Davanum Srinivas
Marek, Sahdev, It has been a few months since this email about lack of enough hands to help with etcd. Has the situation improved at all?
Paris, RichiH,
Any feedback you are hearing with your Dev Rep hats on?
ChrisA, Looks like this came up in both TOC and GB meetings, but we have feedback that the folks working hard on etcd are not really seeing changes in their day-to-day work. Anything we can do from the CNCF side to help?
Do we all want to meet on a call? I can offer up an upcoming TOC call to talk about this? Please don't wait for the call to discuss this, feel free to send your thoughts/ideas/status here on this thread.
thanks, Dims
toggle quoted message
Show quoted text
On Mon, Mar 7, 2022 at 1:11 PM 'Marek Siarkowicz' via steering < steering@...> wrote: We (@serathius, @ptabor) are reaching out to K8s steering committee to bring to their attention recent changes in and the current state of the etcd community.
In the last few months, primary maintainers Gyuho Lee (@gyuho, Amazon, announcement) and Sam Batschelet (@hexfusion, Red Hat) have stopped actively participating in the project. This leaves the project with only one active and two occasionally-reviewing maintainers, Marek Siarkowicz (@serathius, Google), Piotr Tabor (@ptabor, Google), both are relatively new to the project (1 month and 1 year of tenure) and Sahdev P Zala (spzala@, IBM).
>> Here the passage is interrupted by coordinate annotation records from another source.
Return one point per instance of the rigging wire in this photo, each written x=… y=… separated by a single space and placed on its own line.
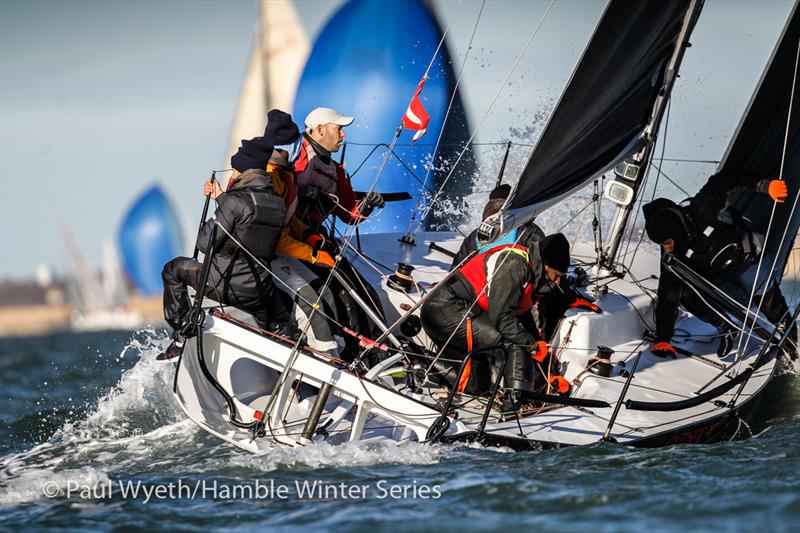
x=771 y=217
x=485 y=114
x=446 y=116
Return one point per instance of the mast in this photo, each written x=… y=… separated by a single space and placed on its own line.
x=629 y=174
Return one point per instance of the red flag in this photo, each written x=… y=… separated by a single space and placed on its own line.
x=416 y=118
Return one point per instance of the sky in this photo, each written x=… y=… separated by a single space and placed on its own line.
x=100 y=99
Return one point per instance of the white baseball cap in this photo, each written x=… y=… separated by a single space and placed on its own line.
x=326 y=115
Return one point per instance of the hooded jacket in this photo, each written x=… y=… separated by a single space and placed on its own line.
x=712 y=245
x=252 y=212
x=513 y=277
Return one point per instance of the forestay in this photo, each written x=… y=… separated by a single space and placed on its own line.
x=758 y=145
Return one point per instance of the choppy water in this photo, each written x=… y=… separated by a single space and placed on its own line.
x=83 y=413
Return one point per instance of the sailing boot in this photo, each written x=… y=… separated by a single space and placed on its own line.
x=726 y=343
x=790 y=345
x=519 y=369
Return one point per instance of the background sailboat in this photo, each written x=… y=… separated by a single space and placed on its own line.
x=279 y=52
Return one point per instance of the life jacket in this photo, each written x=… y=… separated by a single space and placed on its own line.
x=313 y=171
x=255 y=189
x=480 y=268
x=508 y=238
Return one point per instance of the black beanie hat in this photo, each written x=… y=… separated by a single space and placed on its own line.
x=501 y=191
x=555 y=251
x=280 y=128
x=254 y=153
x=664 y=220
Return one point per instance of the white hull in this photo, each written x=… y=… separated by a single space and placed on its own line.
x=247 y=364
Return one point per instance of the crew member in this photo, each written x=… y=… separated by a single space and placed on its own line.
x=550 y=307
x=719 y=246
x=325 y=190
x=492 y=290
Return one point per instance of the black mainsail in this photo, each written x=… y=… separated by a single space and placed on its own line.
x=758 y=144
x=605 y=107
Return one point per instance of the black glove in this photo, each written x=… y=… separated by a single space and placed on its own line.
x=370 y=202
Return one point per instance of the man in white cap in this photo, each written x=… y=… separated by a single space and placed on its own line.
x=319 y=176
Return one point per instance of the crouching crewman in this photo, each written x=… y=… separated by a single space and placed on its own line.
x=249 y=214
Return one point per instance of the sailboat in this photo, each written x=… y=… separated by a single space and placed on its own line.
x=254 y=389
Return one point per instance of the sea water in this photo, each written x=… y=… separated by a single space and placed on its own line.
x=92 y=438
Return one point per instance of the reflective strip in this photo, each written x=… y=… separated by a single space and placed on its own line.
x=462 y=383
x=491 y=264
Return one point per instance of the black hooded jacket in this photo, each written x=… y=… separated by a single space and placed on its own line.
x=253 y=214
x=715 y=242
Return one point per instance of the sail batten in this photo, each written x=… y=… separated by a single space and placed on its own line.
x=606 y=105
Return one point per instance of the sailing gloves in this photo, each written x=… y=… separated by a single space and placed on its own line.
x=539 y=351
x=663 y=349
x=320 y=242
x=776 y=189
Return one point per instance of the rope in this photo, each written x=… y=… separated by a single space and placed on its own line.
x=483 y=118
x=447 y=114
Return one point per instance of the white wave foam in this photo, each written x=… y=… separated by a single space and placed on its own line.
x=343 y=455
x=133 y=417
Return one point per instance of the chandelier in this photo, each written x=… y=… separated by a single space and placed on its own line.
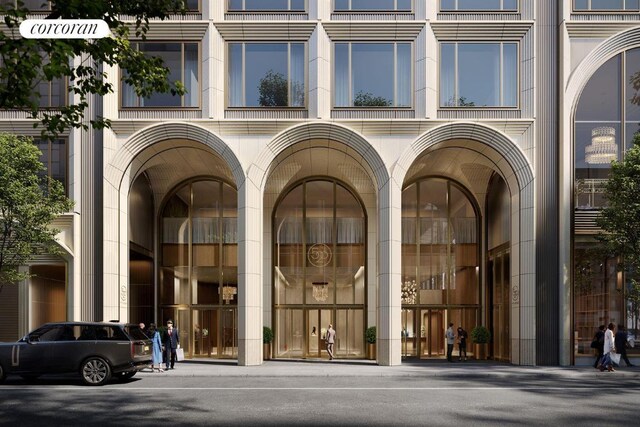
x=320 y=291
x=603 y=148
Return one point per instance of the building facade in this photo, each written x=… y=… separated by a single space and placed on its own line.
x=401 y=164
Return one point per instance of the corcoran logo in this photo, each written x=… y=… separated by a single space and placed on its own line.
x=64 y=29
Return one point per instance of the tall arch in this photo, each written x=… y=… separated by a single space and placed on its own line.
x=514 y=166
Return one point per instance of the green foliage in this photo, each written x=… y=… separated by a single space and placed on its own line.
x=25 y=63
x=620 y=220
x=29 y=202
x=274 y=90
x=480 y=335
x=367 y=99
x=370 y=335
x=267 y=335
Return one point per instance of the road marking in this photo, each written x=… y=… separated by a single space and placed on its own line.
x=108 y=388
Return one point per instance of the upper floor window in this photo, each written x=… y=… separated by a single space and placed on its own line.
x=478 y=75
x=54 y=157
x=35 y=5
x=607 y=5
x=478 y=5
x=373 y=75
x=182 y=59
x=266 y=5
x=372 y=5
x=266 y=75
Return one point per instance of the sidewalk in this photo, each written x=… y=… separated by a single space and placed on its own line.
x=366 y=368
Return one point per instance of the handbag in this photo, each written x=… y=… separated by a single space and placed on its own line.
x=615 y=357
x=179 y=354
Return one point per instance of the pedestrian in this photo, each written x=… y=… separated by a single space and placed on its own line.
x=609 y=347
x=620 y=341
x=451 y=339
x=598 y=345
x=172 y=343
x=331 y=338
x=462 y=343
x=156 y=353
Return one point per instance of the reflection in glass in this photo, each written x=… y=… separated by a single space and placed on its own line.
x=479 y=75
x=319 y=266
x=373 y=74
x=266 y=75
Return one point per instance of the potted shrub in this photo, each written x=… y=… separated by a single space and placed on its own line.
x=481 y=336
x=370 y=337
x=267 y=338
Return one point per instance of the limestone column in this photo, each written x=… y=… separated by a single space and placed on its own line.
x=249 y=274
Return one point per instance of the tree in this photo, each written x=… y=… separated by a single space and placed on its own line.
x=367 y=99
x=25 y=63
x=29 y=202
x=620 y=221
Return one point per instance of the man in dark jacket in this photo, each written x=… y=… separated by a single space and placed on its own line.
x=621 y=344
x=599 y=339
x=172 y=342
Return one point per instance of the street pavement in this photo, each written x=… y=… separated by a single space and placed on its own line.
x=332 y=393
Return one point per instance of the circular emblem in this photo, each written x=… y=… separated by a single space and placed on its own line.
x=319 y=255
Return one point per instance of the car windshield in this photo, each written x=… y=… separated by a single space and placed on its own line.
x=135 y=332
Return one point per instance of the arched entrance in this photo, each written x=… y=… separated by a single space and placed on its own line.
x=319 y=229
x=198 y=274
x=440 y=264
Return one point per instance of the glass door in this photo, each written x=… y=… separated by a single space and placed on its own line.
x=408 y=336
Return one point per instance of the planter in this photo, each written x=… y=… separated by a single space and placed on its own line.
x=480 y=351
x=266 y=351
x=371 y=351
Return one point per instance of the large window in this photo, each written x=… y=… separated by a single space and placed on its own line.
x=183 y=61
x=373 y=75
x=266 y=5
x=266 y=75
x=478 y=5
x=478 y=75
x=377 y=5
x=54 y=157
x=607 y=5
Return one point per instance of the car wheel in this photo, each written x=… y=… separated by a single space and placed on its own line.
x=125 y=375
x=95 y=371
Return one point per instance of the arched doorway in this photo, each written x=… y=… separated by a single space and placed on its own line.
x=319 y=229
x=198 y=272
x=440 y=264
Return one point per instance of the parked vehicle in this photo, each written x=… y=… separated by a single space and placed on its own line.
x=96 y=351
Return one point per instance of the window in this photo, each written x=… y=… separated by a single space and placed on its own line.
x=366 y=5
x=606 y=5
x=266 y=5
x=183 y=61
x=478 y=5
x=266 y=75
x=34 y=5
x=54 y=157
x=373 y=75
x=479 y=75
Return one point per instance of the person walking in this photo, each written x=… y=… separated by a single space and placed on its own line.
x=171 y=345
x=451 y=339
x=156 y=353
x=462 y=343
x=331 y=338
x=621 y=344
x=609 y=347
x=598 y=345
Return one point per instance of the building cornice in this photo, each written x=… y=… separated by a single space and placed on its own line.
x=481 y=30
x=266 y=30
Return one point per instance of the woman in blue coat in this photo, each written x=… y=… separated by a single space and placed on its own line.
x=156 y=356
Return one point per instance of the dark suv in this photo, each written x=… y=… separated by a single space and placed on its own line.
x=97 y=351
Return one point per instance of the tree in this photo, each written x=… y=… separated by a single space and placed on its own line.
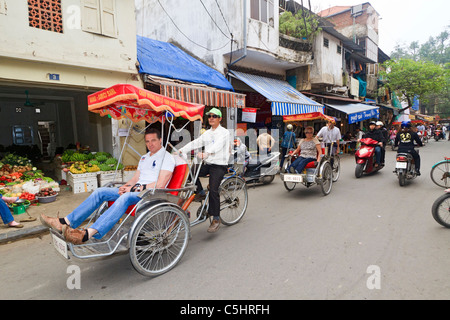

Other maintainers are either dormant or have very minimal activity over the last six months. The project is effectively unmaintained.
This lack of maintainers is impacting the community: Cannot make important project decisions (like conflict resolution) based on governance as it requires a supermajority of maintainers to agree. This has especially bad impact on the design process, where major proposals don’t get enough feedback and scrutiny. Due to lack of maintainer activity, we cannot introduce a proper approval process, resulting in important features getting reviews from only one maintainer. For example #13168 was reviewed by only @ptabor (relatively new maintainer) and @lilic (reviewer, no longer active in project). Unable to reliably triage issues and release bug fixes. Fixes for critical bugs can take months to be released, causing users to lose trust and not adopt new releases. For example v3.5 was released with multiple critical bugs (#13196, #13192) and it took the community over a quarter to release fixes, making it unusable in production. As of v1.23.3 Kubernetes still recommends the mostly broken Etcd version v3.5.0 (#106589). Slowed or blocked contributions. In theory all changes should be reviewed by 2 maintainers before submitting. A second view-point is especially important for Etcd, to ensure security and correctness of changes, as they can be difficult to verify. We have been forced to break this rule and rely on lazy consensus, making the whole process error prone. In case of a mistake we are only able to verify them via prod-releases (which are 2 years apart). There is no healthy feedback loop due to maintainers changing too frequently.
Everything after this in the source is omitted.